I’m hoping that the other authors of Lovecraftian horror are going to be better than this crap. I’m considering looking at either Robert E. Howard or Robert Bloch next. I was going to do Clark Ashton Smith, but I realised as I was writing this post that I actually did a post on his Cthulhu mythos stories a few years back. I seemed to have a real bee in my bonnet about the poor quality of the physical book when I was writing that post though, so maybe I’ll do a more level headed post on Klarkash-ton’s Cthulhu mythos tales soon.
3 thoughts on “August Derleth’s Cthulhu Mythos Fiction”
My partner bought me the Night Shade Books five-volume series of Smith’s fantasies. Probably more than you want to read. Although, I did read them, one volume after the other, and think Smith actually varies the style and variety of his stories enough that this does not become tedious. (The stories are arranged in what the editors think is chronological order.)
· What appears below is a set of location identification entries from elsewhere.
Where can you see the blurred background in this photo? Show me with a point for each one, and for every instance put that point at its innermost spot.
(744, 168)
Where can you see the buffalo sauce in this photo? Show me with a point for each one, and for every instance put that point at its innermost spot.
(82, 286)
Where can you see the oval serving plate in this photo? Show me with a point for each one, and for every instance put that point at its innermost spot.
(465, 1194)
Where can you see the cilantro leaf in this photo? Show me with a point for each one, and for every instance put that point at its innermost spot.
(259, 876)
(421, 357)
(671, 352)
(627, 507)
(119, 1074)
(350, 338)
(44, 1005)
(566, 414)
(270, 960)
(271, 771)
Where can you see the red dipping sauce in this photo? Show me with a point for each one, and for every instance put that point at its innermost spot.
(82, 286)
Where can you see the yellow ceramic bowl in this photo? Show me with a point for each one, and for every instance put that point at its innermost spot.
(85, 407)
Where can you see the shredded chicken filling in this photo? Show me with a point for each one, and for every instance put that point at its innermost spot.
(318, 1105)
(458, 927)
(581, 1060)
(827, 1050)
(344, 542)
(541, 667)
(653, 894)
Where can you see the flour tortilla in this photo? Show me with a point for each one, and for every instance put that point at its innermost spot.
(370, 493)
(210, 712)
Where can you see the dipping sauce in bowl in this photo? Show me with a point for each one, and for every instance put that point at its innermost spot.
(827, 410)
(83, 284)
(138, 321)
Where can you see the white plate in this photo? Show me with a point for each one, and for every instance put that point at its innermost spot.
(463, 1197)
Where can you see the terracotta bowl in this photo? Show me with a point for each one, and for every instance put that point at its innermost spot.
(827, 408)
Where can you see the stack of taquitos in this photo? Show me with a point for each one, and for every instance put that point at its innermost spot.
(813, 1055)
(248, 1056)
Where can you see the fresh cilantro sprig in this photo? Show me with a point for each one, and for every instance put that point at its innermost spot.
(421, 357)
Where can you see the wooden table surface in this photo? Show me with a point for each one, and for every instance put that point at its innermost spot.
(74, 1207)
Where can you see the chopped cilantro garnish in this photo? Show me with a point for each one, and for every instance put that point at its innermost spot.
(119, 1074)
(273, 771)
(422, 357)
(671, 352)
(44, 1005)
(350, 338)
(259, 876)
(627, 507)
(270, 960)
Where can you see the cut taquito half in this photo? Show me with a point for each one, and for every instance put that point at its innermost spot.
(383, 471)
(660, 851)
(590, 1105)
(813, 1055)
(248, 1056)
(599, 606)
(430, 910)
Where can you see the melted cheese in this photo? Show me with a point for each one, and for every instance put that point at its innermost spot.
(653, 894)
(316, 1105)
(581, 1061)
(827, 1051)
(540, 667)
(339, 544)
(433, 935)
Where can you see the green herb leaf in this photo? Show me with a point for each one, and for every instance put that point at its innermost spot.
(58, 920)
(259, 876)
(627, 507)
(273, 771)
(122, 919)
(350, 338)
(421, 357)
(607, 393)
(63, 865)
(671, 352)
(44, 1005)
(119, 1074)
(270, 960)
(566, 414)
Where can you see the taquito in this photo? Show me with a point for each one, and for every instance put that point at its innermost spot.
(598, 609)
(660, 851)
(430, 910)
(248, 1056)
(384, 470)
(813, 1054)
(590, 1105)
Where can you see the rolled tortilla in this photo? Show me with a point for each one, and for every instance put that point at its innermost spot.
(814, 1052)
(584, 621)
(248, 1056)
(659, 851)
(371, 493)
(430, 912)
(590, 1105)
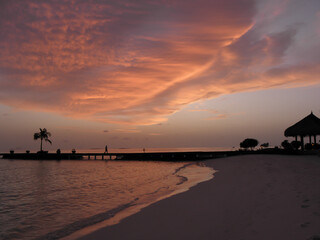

I find it difficult to draw a hard and fast line between what Smith wrote that should be considered Lovecraft-influenced, and what not. Take the Averoigne stories. They are clearly Smith’s own. And yet some HPL terminology flitted into them, and HPL borrowed from them on occasion himself (although I don’t recall them turning up in his stories). And while some have happy endings, some reflect a triumph of moral ambiguity.